Summary Entry Format
The summary entry uses a special format that the LLM can recognize:
- Reasoning:
[COMPACTED] <summary text> - Code:
# Previous steps summarized above - Output:
(Compacted N steps)
If the CompactionResult has an empty summary (no compaction performed), the original history is returned unchanged.

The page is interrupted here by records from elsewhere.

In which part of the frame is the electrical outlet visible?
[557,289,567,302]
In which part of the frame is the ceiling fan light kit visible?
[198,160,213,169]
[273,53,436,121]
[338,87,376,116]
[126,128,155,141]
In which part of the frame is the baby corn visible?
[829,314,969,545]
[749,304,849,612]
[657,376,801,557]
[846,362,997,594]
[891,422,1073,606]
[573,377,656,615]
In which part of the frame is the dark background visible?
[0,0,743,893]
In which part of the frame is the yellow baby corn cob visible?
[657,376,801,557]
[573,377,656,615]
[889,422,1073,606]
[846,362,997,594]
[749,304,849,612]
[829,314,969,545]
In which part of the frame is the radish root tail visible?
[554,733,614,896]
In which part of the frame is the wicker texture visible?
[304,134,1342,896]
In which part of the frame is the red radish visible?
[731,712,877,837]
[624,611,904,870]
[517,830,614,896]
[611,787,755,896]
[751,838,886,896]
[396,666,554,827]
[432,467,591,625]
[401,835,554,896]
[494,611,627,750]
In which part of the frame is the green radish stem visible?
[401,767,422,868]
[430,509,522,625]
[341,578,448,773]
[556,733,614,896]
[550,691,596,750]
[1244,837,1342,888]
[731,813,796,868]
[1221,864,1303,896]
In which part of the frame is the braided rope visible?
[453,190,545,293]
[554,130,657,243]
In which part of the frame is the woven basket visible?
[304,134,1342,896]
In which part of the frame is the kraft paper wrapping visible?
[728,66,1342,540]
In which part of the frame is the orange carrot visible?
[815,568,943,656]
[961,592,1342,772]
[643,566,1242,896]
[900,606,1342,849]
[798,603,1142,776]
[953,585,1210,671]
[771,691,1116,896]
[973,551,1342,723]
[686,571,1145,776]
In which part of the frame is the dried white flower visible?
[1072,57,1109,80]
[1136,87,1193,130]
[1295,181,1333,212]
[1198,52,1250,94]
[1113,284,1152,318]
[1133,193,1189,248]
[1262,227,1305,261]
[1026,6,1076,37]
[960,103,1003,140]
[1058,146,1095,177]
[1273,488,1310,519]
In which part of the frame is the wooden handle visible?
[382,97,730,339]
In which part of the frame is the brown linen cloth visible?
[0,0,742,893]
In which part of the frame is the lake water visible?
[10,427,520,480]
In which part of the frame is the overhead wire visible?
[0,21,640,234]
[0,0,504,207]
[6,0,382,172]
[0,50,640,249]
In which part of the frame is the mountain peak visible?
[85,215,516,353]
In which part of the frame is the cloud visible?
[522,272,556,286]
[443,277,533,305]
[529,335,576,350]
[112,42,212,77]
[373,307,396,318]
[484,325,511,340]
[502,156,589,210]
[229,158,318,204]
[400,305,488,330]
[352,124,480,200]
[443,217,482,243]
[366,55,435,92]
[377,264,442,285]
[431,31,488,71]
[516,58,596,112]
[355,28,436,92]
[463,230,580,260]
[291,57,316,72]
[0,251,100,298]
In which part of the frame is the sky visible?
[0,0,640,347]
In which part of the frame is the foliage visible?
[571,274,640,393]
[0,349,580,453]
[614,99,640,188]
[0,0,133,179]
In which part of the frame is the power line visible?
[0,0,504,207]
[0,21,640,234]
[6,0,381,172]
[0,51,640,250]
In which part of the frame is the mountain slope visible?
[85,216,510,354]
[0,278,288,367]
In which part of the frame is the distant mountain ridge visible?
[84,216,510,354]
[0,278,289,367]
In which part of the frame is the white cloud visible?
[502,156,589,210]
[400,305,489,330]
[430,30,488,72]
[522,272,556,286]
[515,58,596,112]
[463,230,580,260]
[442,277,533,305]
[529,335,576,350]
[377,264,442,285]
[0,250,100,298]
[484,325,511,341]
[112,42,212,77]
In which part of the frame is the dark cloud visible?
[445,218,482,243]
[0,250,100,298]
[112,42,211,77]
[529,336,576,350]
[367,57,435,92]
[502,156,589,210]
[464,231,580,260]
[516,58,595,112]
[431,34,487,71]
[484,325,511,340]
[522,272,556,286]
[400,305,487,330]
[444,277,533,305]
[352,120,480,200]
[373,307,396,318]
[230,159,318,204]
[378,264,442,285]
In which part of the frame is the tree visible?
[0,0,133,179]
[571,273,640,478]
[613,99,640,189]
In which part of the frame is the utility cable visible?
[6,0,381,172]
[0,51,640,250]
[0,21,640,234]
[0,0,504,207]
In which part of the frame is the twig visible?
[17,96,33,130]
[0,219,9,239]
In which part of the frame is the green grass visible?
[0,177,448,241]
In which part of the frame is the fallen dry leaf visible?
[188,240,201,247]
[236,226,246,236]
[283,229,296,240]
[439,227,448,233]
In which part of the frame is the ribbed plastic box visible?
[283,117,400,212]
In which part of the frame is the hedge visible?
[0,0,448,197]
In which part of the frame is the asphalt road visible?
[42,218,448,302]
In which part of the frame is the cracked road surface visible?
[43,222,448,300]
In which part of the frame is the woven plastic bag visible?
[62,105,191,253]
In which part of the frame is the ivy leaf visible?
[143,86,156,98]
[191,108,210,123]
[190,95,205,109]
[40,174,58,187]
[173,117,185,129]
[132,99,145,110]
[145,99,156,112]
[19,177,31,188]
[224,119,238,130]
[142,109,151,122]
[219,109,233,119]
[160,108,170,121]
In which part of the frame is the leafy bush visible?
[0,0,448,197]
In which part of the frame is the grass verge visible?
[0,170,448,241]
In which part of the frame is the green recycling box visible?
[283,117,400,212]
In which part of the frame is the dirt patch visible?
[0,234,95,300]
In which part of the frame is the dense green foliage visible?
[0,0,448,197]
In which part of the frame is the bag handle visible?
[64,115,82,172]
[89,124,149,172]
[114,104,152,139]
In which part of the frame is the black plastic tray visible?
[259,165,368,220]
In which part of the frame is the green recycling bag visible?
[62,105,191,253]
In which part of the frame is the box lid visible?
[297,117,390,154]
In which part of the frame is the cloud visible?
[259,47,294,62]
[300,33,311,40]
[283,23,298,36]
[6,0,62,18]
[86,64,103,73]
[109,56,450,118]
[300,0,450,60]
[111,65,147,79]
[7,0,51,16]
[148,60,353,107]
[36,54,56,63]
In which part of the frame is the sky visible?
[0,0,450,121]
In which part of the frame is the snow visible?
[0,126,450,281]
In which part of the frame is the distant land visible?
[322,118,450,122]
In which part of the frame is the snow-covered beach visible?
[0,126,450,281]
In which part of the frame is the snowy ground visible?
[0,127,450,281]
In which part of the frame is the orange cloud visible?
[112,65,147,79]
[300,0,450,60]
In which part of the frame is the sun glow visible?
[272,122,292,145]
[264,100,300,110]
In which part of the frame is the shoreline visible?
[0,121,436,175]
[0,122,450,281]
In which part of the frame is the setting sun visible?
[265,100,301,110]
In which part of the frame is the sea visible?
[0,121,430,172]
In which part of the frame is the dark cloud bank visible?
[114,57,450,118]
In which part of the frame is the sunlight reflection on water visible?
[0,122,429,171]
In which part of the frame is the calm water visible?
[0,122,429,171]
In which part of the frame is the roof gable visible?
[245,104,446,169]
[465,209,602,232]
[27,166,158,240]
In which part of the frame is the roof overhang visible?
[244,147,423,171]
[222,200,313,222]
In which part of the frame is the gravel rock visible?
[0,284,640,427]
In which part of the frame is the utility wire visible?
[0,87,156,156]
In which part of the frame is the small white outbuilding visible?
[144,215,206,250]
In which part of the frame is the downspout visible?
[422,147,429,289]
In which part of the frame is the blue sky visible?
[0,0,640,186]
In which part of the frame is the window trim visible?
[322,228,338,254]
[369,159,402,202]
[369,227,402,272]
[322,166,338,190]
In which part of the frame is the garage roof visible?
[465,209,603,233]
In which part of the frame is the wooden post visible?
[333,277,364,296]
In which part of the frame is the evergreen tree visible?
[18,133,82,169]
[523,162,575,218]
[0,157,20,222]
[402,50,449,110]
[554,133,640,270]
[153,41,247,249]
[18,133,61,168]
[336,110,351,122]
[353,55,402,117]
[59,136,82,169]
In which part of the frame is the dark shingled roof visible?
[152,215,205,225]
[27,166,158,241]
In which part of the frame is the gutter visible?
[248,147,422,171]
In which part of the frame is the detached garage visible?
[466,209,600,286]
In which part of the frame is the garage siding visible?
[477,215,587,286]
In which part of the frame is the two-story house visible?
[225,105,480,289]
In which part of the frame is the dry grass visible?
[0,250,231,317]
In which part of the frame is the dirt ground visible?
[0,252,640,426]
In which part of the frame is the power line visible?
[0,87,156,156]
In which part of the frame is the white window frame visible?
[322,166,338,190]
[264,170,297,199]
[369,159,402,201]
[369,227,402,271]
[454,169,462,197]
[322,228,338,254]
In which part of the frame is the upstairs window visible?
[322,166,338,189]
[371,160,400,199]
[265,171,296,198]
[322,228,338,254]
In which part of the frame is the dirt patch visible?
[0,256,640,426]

Entry Preservation Strategy¶
The compactor preserves the preserve_last_n_entries most recent entries unchanged. This ensures the LLM has immediate access to its latest work without needing to re-derive it from a summary.
Before compaction:
[Step 1] [Step 2] [Step 3] [Step 4] [Step 5] [Step 6] [Step 7] [Step 8]
^^^^^^^^^^^^^^^^^
preserve_last_n=2
After compaction:
[SUMMARY of Steps 1-6] [Step 7] [Step 8]
Summarization Strategies¶
The compactor supports two summarization strategies, selected based on configuration and availability.
LLM-Based Summarization¶
When use_llm_for_summary=True and an LLM connector is provided, the compactor sends a structured prompt requesting a concise summary.
The prompt includes:
- The original task description
- A formatted view of each step (reasoning preview up to 200 chars, code preview up to 150 chars, output preview up to 100 chars)
- Instructions to capture: what was attempted, key findings, and resolved errors
# Enable LLM summarization (default)
config = CompactionConfig(use_llm_for_summary=True)
compactor = MemoryCompactor(config=config, llm_connector=my_llm)
LLM Summary Quality
LLM-based summaries are typically more coherent and context-aware than deterministic ones. They excel at capturing the narrative arc of multi-step reasoning. However, they add latency and cost. For benchmark runs with many iterations, consider using deterministic summarization.
Deterministic Summarization¶
When LLM summarization is unavailable or disabled, the compactor uses a rule-based approach that extracts key information from entries using heuristics.
The deterministic summary components:
| Component | Source | Example |
|---|---|---|
| Task context | First 100 chars of the task description | "Working on: Analyze sentiment" |
| Step statistics | Count of total and successful steps | "Completed 8 steps (6 successful)." |
| LLM sub-call count | Sum of llm_calls across entries | "Made 3 LLM sub-calls." |
| Key findings | Numeric values and key-value patterns from outputs | "Key findings: accuracy=0.87; total=1523" |
| Error summary | Types of errors encountered | "Resolved issues: KeyError, ValueError" |
Success detection: An output is considered "successful" if it does not contain any of the keywords error, exception, traceback, or failed (case-insensitive).
Key findings extraction:
- Numeric values are extracted via regex (
\b\d+(?:,\d{3})*(?:\.\d+)?\b) - Key-value patterns are matched with
(\w+):\s*([^\n,]+) - Up to 3 findings are included
# Force deterministic summarization
config = CompactionConfig(use_llm_for_summary=False)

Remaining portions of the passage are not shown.